On Mon, Aug 02, 2021 at 03:19:39PM +0100, Mark Brown wrote:
On Mon, Aug 02, 2021 at 01:37:50PM +0100, Dave Martin wrote:
On Mon, Aug 02, 2021 at 12:33:30PM +0100, Mark Brown wrote:
That really doesn't seem like a good idea - it's just asking for fragility if a signal gets delivered to the parent process or something. Even if almost all the time there will only be one trip through the loop we should still have the loop there for those few cases where it triggers.
This concern only applies when the program actually registers signal handlers.
wait() can't return for any other reason, and it mustn't, precisely because historically software would have made this assumption. This is one reason why wait3() etc. are separate functions.
That's great for the reader with a detailed knowledge of exactly what error handling can be skipped and how standards conforming Linux is but less good for the reader who is merely aware of best practices. I am not clear what the problem that is solved by removing the loop here is TBH - to me it just makes it less obvious that we've handled everything.
Ok, leave it as is then.
(It would be good to collect some best-practice guidance on how to actually use syscalls, but that's clearly way out of scope here...)
That aside though, can't we use popen(3)?
I tend to forget about popen because it is "boring" to use it, but it looks like it fits this case quite well. Then it would be libc's problem how to fork and wait safely.

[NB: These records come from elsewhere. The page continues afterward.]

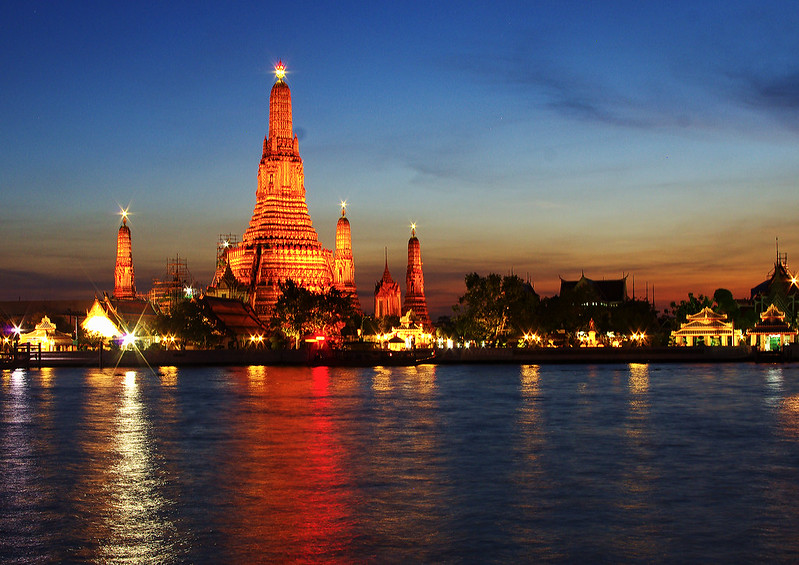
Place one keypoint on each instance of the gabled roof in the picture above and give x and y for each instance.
(772, 322)
(705, 323)
(237, 317)
(613, 290)
(781, 282)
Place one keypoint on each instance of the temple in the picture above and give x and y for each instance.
(780, 289)
(708, 328)
(343, 262)
(387, 295)
(280, 242)
(589, 292)
(124, 287)
(414, 282)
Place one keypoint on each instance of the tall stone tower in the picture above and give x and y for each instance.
(280, 242)
(387, 295)
(414, 282)
(124, 287)
(343, 262)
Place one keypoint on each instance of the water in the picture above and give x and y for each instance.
(623, 463)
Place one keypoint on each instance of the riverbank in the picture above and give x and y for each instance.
(354, 358)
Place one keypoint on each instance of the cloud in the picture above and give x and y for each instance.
(776, 93)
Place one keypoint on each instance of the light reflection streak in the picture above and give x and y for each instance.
(638, 476)
(169, 376)
(381, 380)
(17, 480)
(531, 476)
(789, 417)
(774, 386)
(124, 510)
(286, 469)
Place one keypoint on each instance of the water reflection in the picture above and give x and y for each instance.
(122, 509)
(291, 487)
(774, 386)
(637, 499)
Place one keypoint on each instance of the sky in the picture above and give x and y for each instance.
(656, 140)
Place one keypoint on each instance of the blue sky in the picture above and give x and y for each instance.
(542, 138)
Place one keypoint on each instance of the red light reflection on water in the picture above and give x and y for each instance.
(293, 498)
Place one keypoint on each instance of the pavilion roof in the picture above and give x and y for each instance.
(705, 323)
(237, 317)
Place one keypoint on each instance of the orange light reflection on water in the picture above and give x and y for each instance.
(291, 485)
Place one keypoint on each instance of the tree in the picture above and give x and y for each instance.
(300, 312)
(495, 308)
(190, 324)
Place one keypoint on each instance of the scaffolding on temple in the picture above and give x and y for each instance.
(177, 284)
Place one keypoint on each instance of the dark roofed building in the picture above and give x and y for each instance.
(780, 289)
(238, 319)
(589, 292)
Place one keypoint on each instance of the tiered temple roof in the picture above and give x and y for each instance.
(280, 242)
(387, 295)
(124, 286)
(414, 283)
(609, 292)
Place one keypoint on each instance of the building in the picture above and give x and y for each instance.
(46, 336)
(177, 285)
(124, 285)
(414, 283)
(280, 242)
(707, 328)
(589, 292)
(343, 261)
(387, 296)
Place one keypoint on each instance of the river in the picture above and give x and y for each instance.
(462, 463)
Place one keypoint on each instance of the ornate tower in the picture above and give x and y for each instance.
(124, 287)
(280, 242)
(343, 262)
(387, 295)
(414, 282)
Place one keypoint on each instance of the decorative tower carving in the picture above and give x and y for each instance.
(387, 295)
(414, 282)
(280, 242)
(124, 287)
(343, 262)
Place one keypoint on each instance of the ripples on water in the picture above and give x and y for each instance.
(638, 463)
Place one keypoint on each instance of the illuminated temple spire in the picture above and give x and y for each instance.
(124, 287)
(387, 295)
(414, 282)
(280, 242)
(344, 264)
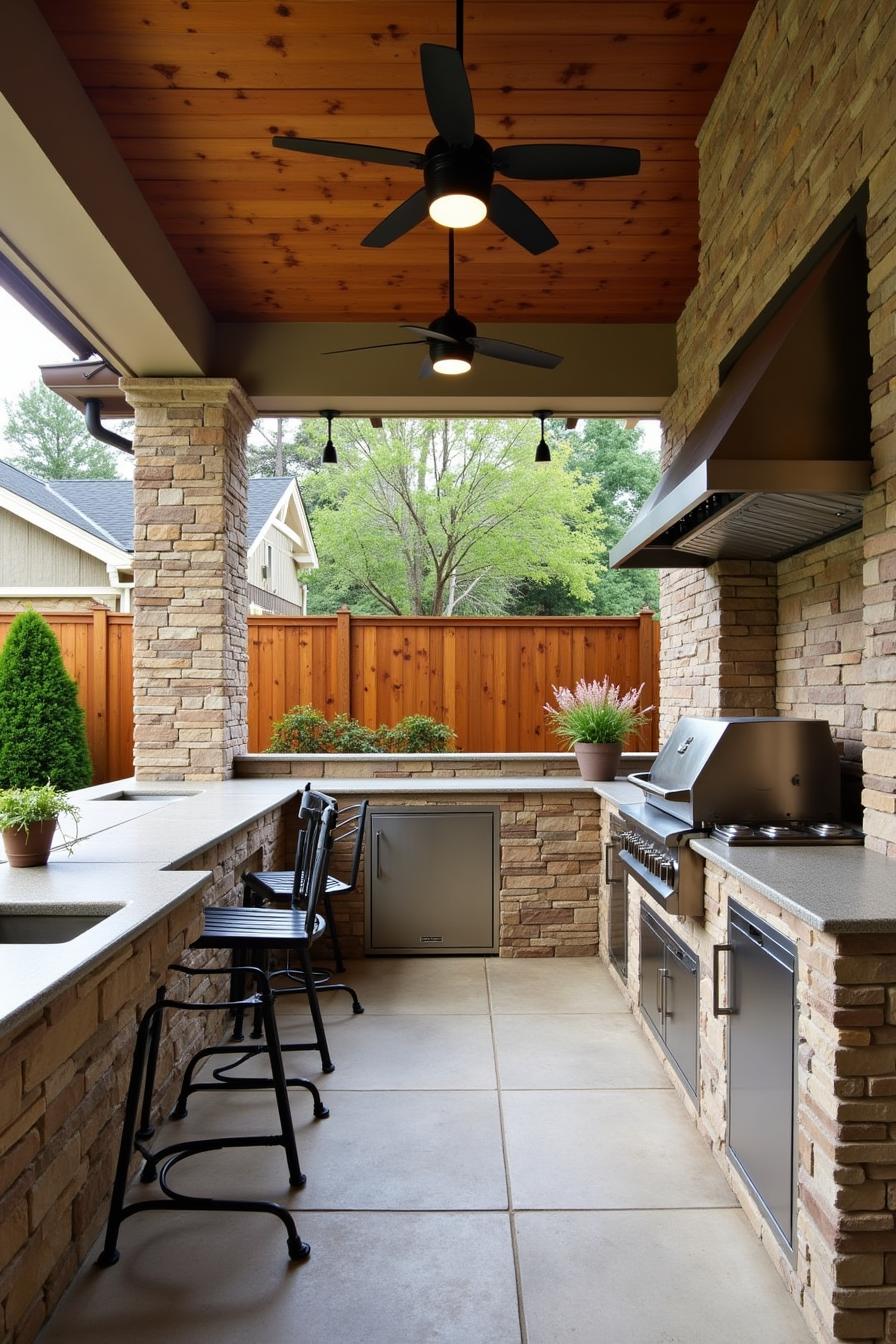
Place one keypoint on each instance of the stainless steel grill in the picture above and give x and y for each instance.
(744, 781)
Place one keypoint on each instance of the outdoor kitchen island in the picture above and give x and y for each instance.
(836, 909)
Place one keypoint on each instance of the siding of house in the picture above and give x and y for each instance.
(31, 555)
(284, 578)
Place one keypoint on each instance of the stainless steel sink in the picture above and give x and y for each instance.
(50, 928)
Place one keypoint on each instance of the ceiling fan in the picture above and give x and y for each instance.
(458, 165)
(453, 342)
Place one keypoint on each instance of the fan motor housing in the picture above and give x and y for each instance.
(450, 170)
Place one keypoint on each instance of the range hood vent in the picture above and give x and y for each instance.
(781, 460)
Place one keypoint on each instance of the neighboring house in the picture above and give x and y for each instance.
(69, 544)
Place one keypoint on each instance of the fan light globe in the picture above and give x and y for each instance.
(452, 364)
(458, 210)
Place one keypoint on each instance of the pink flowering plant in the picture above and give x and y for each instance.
(595, 711)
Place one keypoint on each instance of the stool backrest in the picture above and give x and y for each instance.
(310, 812)
(319, 870)
(351, 828)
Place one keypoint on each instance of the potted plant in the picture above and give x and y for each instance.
(594, 719)
(28, 823)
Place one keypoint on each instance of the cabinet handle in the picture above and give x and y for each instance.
(718, 1011)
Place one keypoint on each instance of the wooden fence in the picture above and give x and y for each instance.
(486, 676)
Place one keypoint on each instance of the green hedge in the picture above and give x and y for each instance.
(305, 730)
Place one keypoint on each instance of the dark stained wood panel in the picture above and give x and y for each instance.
(192, 92)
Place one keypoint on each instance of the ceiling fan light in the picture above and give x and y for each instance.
(458, 210)
(452, 364)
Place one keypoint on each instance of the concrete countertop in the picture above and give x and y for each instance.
(336, 785)
(836, 889)
(121, 866)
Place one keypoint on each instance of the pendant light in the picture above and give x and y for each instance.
(328, 456)
(543, 452)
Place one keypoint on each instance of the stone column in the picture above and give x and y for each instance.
(191, 656)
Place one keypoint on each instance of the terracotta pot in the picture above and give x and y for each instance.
(598, 760)
(30, 848)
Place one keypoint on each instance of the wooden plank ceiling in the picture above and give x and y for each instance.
(192, 92)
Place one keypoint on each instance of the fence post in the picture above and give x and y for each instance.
(100, 726)
(646, 672)
(343, 660)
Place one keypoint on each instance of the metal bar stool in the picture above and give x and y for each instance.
(278, 887)
(160, 1163)
(251, 934)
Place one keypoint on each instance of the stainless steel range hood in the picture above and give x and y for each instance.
(781, 458)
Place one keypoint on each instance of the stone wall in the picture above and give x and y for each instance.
(803, 118)
(190, 600)
(63, 1079)
(821, 636)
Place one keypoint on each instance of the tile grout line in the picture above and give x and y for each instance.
(517, 1270)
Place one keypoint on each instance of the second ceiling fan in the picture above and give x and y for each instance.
(452, 340)
(458, 165)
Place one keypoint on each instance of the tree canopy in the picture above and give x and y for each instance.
(53, 440)
(439, 518)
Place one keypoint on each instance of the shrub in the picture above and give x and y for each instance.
(595, 711)
(418, 733)
(345, 734)
(301, 729)
(42, 726)
(305, 730)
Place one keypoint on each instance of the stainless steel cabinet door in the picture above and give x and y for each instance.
(680, 1004)
(431, 883)
(652, 972)
(760, 1065)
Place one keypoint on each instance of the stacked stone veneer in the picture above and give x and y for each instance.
(821, 636)
(190, 655)
(802, 120)
(844, 1274)
(63, 1078)
(550, 858)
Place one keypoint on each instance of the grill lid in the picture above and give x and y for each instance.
(758, 770)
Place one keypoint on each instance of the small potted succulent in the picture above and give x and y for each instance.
(594, 719)
(28, 823)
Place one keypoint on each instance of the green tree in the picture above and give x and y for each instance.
(622, 471)
(445, 518)
(42, 726)
(53, 440)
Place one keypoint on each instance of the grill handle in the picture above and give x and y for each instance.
(669, 794)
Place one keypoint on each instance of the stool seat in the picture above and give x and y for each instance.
(281, 885)
(242, 926)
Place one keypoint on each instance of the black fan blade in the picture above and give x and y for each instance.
(341, 149)
(422, 331)
(554, 163)
(388, 344)
(515, 354)
(448, 93)
(400, 221)
(519, 222)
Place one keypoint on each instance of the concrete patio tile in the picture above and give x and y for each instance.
(603, 1050)
(566, 984)
(607, 1149)
(427, 985)
(376, 1151)
(403, 1051)
(679, 1277)
(372, 1278)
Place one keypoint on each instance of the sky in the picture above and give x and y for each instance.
(24, 344)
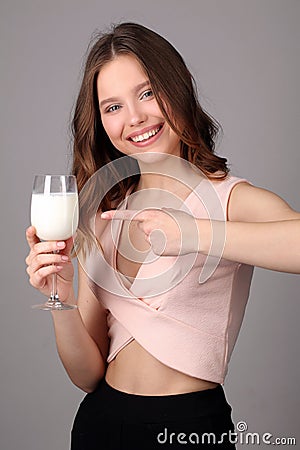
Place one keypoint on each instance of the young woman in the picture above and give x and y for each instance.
(166, 247)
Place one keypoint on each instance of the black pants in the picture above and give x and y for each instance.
(108, 419)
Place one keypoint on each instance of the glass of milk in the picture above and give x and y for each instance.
(54, 214)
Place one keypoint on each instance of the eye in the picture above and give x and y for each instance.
(112, 108)
(147, 94)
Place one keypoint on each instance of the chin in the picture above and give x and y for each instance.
(151, 157)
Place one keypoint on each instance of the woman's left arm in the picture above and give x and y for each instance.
(262, 230)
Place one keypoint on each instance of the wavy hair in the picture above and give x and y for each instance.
(176, 94)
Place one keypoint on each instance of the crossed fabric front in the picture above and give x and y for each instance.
(187, 310)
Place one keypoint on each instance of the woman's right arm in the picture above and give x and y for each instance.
(81, 334)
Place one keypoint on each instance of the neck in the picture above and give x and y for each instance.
(161, 171)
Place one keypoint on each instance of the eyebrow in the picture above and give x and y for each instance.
(115, 99)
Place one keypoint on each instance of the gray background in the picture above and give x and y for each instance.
(245, 57)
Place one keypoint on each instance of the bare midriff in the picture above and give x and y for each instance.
(136, 371)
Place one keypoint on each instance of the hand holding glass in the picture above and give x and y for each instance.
(54, 214)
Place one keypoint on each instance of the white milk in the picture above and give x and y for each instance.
(55, 216)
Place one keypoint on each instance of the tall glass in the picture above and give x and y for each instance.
(54, 214)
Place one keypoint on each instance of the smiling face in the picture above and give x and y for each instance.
(129, 111)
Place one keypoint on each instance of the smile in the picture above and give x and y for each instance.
(147, 135)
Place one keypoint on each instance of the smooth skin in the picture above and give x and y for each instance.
(261, 230)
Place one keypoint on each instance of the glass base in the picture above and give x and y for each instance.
(54, 304)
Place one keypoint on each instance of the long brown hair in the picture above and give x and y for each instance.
(175, 91)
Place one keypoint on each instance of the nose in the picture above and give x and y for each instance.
(136, 114)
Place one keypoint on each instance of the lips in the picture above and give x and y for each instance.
(145, 135)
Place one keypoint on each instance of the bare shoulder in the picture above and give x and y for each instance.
(248, 203)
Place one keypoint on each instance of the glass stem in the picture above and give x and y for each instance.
(54, 295)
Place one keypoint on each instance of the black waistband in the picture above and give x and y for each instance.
(129, 407)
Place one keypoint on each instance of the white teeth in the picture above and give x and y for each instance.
(143, 137)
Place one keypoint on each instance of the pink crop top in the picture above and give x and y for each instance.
(186, 311)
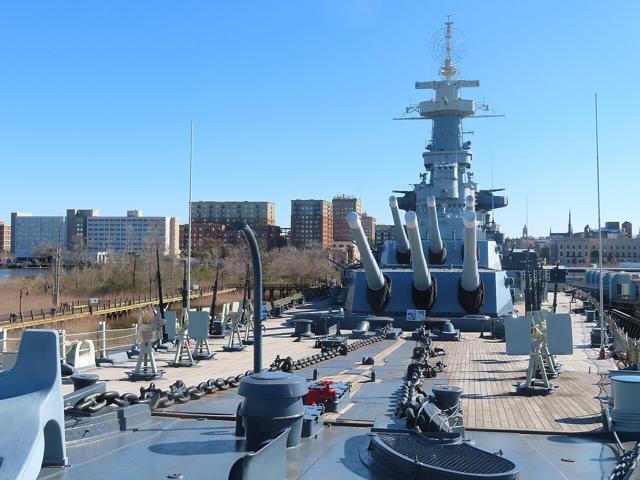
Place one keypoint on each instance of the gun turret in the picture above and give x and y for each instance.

popen() appears to be break the _SET_VL_ONEXEC test. Between a lack of strace in my test filesystem and not spotting anything obvious in the glibc sources I can't tell exactly where it's doing something different, though it does feel like it should be a separate testcase if it's anything interesting. I do think there is value in having exactly what's done to start the child process be clear in the test program, and that coverage of anything interesting from popen() could be done incrementally.
Ah, dang, popen() will run the target program via a shell, so there will actually be two fork-exec()s, with the VL being reset to default by the second exec.
Using PR_SET_SET_VL with popen() still makes sense, but if you want the target program to get the new VL (not just the shell) then you'd need PR_SVE_VL_INHERIT. Then we would get confused later when trying to test the !PR_SVE_VL_INHERIT case. The way to "fix" this would be to have the shell invoke something like vlset, but that will blur the test in a different way, adding even more confusion.
So Ack, we can't test all the variations using the popen() method, so we probably shouldn't use it here at all.
This is the kind of reason why I tend not to go for it, I guess -- it looks convenient, but it's just that little bit overcooked as an API. *sigh*
I'll review your final version of the series, but I guess we're all good.
Cheers ---Dave